Secondly, why should it only be the woman who goes to the mikveh? In our egalitarian society, surely both men and women have a responsibility in relation to something as mutual and intimate as their sexual relations? And haven’t we seen that the Torah itself instructs men (and not women) to immerse themselves in water to become ritually pure!

So I was wondering what it might look like for us, as progressive Jews, to reclaim the ancient Jewish practice of immersion in a mikveh as a way of sanctifying sexual relations in contemporary long term monogamous relationships, both homosexual and heterosexual?

Sadly, to my mind, too many progressive Jews (including rabbis) have thrown out the baby with the bath water in relation to some of the profound and deeply meaningful consciousness-raising practices which were devised by our spiritual ancestors in order to sanctify and bring holiness to different aspects of our lives.

Currently in the progressive world, immersion in a mikveh is required as part of the conversion process and so is already considered to be a transformative and efficacious practice. Would it be impossible for us to articulate an egalitarian, relevant and meaningful contemporary practice of mikveh for progressive Jews in respect of our sexuality? Or might it lead to a type of critique I have heard from certain quarters of progressive Judaism that such an approach would be encouraging a form of ‘pseudo-Orthodoxy’?

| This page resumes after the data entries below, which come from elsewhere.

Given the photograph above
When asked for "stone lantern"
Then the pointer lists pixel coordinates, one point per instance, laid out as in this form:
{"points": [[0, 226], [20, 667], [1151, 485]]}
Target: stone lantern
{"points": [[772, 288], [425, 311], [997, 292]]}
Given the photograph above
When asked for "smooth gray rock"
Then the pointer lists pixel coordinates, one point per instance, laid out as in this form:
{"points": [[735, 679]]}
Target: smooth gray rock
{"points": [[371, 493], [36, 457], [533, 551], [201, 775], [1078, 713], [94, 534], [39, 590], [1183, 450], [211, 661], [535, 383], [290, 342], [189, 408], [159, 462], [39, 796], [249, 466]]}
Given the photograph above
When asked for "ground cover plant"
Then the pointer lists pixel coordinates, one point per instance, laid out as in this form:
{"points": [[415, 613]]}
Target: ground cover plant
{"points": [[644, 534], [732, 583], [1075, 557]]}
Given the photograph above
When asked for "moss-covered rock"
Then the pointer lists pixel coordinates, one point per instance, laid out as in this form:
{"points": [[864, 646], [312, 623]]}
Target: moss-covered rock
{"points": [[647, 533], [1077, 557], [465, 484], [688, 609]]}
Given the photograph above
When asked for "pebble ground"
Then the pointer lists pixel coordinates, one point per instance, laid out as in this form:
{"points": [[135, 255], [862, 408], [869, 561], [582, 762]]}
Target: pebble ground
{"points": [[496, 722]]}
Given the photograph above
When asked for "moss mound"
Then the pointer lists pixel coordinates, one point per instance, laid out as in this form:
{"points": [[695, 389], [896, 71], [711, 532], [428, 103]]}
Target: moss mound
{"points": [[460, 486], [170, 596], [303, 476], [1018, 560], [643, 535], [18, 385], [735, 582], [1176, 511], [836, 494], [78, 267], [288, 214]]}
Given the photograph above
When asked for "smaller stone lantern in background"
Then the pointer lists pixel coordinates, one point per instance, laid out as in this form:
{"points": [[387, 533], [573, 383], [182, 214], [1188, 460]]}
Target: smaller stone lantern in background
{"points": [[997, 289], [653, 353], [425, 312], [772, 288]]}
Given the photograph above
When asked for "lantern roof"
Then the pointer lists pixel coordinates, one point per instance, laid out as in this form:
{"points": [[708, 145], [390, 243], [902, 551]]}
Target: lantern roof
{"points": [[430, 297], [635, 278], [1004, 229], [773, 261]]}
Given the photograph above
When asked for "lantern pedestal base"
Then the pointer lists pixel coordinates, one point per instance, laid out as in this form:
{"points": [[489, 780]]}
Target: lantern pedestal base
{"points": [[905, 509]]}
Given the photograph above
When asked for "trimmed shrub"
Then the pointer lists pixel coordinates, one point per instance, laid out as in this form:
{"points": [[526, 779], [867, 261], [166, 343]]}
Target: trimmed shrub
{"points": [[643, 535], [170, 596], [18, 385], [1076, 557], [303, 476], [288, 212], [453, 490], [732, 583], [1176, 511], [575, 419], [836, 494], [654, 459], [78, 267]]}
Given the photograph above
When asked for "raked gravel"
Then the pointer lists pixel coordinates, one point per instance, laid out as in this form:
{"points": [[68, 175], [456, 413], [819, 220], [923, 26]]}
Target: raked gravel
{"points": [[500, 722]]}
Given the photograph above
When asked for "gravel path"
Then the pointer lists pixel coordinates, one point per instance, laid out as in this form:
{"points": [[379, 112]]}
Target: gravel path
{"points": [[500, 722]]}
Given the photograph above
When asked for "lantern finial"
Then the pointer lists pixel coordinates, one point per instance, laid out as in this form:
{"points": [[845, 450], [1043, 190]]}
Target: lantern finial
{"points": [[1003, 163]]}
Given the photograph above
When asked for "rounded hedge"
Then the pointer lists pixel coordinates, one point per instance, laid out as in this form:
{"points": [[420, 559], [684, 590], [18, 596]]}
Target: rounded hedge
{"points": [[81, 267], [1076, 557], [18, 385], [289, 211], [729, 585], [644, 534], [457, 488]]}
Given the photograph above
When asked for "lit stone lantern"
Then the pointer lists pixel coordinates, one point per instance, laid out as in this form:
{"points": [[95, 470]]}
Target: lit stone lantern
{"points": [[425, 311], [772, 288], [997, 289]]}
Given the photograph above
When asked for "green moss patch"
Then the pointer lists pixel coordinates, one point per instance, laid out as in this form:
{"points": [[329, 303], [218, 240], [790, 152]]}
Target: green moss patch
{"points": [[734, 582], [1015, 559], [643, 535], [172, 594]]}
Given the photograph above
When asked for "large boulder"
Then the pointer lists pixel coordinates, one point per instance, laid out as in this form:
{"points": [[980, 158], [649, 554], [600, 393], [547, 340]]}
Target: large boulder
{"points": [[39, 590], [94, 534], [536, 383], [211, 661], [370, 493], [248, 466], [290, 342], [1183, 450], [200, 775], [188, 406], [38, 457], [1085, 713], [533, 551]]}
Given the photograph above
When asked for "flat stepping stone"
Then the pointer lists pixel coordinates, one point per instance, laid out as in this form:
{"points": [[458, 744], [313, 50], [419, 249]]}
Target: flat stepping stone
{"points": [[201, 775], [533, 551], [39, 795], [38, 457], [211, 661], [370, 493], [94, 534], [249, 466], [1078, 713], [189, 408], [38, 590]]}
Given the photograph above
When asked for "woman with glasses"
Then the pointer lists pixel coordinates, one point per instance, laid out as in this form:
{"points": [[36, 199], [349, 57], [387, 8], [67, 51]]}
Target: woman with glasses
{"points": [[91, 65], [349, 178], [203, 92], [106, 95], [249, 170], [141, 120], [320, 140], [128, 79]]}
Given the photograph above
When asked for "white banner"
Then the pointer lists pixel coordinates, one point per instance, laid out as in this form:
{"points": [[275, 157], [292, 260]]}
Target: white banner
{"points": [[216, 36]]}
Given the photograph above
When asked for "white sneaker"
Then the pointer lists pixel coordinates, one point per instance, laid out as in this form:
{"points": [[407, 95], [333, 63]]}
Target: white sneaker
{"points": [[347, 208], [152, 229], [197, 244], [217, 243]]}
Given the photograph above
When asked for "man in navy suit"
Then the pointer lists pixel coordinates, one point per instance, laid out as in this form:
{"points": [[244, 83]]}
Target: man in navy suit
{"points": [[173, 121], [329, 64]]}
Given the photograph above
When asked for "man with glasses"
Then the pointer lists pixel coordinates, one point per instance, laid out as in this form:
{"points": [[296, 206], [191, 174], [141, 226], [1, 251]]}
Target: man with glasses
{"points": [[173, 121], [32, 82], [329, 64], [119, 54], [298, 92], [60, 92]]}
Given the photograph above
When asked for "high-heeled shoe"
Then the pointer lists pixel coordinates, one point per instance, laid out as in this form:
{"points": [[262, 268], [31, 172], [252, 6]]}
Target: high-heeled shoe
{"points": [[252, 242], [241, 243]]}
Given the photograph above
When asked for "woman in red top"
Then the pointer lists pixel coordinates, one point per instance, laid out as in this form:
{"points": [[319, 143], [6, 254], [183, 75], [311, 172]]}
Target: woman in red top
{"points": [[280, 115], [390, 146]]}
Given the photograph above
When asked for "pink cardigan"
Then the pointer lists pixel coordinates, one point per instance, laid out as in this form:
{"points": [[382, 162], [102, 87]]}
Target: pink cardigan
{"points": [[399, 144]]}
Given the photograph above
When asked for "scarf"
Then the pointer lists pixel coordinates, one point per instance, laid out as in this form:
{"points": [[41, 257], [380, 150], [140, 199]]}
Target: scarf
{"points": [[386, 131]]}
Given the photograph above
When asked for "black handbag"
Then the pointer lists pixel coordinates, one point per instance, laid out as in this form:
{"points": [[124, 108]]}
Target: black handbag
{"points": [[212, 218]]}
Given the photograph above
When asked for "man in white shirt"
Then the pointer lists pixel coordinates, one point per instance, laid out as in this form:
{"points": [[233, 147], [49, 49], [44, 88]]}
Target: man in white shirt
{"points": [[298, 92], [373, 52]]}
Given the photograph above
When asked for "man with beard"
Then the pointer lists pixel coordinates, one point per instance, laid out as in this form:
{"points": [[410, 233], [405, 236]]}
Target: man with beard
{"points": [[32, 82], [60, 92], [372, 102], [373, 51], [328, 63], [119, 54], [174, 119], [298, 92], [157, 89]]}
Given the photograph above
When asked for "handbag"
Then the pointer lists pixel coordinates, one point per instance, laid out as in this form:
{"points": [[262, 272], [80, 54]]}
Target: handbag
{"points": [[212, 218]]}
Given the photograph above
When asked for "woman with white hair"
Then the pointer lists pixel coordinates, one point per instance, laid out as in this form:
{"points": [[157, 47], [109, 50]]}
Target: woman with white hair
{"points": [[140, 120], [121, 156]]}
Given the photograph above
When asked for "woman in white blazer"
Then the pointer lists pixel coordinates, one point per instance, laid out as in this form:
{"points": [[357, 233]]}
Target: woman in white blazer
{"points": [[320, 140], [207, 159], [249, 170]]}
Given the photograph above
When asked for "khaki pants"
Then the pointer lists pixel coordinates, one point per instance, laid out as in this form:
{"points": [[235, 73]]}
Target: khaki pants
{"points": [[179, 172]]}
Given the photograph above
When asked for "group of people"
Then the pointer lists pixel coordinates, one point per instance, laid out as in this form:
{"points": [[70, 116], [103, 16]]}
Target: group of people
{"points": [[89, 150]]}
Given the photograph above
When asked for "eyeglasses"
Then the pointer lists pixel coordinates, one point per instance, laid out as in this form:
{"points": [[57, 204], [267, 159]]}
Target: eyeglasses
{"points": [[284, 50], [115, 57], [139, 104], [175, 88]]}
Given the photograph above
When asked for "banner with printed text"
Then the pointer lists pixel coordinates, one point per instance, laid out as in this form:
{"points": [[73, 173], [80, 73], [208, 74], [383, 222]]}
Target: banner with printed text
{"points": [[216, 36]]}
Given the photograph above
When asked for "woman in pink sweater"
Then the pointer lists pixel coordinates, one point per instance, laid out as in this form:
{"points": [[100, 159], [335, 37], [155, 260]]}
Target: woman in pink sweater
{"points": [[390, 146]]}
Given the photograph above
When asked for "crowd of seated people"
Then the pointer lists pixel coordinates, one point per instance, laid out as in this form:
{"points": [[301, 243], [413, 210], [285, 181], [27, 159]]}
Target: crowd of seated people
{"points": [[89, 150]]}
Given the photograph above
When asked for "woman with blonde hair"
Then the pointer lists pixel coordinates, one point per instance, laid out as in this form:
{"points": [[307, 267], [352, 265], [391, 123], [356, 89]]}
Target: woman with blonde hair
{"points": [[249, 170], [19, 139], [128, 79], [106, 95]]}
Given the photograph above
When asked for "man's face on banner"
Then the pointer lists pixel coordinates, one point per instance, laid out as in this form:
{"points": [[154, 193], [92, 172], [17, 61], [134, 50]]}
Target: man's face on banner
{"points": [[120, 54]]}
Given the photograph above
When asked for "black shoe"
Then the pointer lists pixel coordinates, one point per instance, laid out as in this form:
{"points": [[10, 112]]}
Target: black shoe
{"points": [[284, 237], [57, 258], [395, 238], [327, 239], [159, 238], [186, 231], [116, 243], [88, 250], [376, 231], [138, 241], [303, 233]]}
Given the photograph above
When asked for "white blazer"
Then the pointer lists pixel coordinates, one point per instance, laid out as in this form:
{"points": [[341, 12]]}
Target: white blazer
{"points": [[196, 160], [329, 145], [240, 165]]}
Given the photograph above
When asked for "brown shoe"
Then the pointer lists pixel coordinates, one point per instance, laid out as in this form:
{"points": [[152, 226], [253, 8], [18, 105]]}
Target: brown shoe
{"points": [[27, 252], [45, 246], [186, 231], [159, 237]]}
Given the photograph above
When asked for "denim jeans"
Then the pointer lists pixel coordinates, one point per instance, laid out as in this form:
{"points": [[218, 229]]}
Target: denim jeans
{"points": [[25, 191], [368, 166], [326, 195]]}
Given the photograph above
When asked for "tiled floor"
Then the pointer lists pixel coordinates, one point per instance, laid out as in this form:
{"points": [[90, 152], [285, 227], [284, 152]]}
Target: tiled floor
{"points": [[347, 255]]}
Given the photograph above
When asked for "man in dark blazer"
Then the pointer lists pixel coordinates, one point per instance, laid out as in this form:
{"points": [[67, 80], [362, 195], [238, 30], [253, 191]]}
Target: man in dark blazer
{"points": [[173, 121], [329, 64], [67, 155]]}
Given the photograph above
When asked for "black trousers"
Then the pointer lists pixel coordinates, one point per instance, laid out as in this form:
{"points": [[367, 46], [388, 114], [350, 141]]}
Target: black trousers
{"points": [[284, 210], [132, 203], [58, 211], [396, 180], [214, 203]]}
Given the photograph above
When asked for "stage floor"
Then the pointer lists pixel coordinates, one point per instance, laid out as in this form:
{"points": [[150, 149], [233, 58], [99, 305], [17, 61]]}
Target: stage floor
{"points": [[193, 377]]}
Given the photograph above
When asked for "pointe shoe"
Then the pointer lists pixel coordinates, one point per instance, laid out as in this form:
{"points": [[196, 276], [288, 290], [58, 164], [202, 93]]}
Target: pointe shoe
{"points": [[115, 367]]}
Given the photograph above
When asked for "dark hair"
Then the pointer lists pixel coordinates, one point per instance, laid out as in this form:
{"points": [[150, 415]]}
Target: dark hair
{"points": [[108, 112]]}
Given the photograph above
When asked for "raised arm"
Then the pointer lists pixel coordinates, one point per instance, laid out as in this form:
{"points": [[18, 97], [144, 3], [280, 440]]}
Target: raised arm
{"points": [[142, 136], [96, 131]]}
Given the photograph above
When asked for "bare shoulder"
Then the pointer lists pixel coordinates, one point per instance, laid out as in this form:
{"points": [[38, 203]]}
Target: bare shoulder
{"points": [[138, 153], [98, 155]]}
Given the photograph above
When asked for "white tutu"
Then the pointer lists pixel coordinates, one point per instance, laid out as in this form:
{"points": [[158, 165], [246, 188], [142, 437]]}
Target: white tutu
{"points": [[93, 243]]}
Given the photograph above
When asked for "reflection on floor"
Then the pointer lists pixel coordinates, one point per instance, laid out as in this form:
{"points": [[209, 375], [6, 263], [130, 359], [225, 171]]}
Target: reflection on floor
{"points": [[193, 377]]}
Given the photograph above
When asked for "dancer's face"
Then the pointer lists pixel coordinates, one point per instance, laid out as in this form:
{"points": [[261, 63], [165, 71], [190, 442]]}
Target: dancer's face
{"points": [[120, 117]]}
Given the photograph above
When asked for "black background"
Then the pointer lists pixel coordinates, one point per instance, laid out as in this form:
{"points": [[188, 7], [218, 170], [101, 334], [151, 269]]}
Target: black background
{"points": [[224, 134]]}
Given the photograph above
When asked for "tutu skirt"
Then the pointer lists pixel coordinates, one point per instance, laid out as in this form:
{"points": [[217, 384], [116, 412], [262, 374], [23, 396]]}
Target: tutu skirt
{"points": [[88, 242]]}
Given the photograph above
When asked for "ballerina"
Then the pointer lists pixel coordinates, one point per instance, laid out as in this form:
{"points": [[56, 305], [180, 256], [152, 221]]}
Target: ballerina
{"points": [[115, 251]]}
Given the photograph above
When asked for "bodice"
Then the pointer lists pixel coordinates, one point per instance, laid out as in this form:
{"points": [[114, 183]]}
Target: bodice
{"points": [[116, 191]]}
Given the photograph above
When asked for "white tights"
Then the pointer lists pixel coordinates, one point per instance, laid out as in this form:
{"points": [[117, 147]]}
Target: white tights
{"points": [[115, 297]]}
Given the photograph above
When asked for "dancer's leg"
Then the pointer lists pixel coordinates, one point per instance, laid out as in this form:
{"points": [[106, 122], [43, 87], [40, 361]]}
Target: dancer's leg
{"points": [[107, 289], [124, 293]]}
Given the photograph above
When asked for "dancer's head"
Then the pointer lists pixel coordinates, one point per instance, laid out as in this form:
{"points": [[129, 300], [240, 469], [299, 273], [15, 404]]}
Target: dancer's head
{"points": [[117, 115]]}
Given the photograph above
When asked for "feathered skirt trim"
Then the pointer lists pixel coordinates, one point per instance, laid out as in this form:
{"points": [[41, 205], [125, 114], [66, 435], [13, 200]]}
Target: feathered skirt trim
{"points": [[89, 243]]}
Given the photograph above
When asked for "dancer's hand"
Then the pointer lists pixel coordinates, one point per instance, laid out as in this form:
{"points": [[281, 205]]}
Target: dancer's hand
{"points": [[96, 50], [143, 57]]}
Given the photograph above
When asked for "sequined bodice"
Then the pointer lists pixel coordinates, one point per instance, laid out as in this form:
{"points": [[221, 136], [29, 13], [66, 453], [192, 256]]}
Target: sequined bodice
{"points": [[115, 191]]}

So, what might a progressive Jewish practice of mikveh include and look like for couples in long term monogamous relationships? Here are a few thoughts and suggestions:

1. Both partners in the relationship could choose to engage in the immersion practice together after a week of   refraining from sexual relations with each other;
2. The removal of any language from the practice that refers to a person being impure or unclean;
3. Creating prayers to be said before and after immersion that would articulate the purpose of the practice e.g. an intention to deepen and renew the emotional and sexual connection between the couple; an intention to sanctify and honour sexual relations within the relationship and to imbue them with holiness;
4. In a heterosexual relationship (where the woman has regular periods), the man and the woman might choose to refrain from sexual relations when the woman begins her period and go to the mikveh seven days after the woman begins her period (which would parallel the amount of time described in our sedra);
5. In a homosexual relationship (or a heterosexual relationship where the woman either no longer has periods or does not have regular periods), the partners might choose a significant time of each month to begin counting seven days in which they refrain from sexual relations with each other and then go to the mikveh. Perhaps this time could be linked to nature e.g. full moon or new moon; or it could be a time that is significant for the partners for their own personal reasons.

It seems to me that an important part of a progressive approach to such a practice would be that the details of the practice are left for each couple to decide for themselves in a way that is most meaningful for them.

Student rabbi Danny Newman

The views expressed in this D’var Torah do not necessarily reflect the position of Leo Baeck College.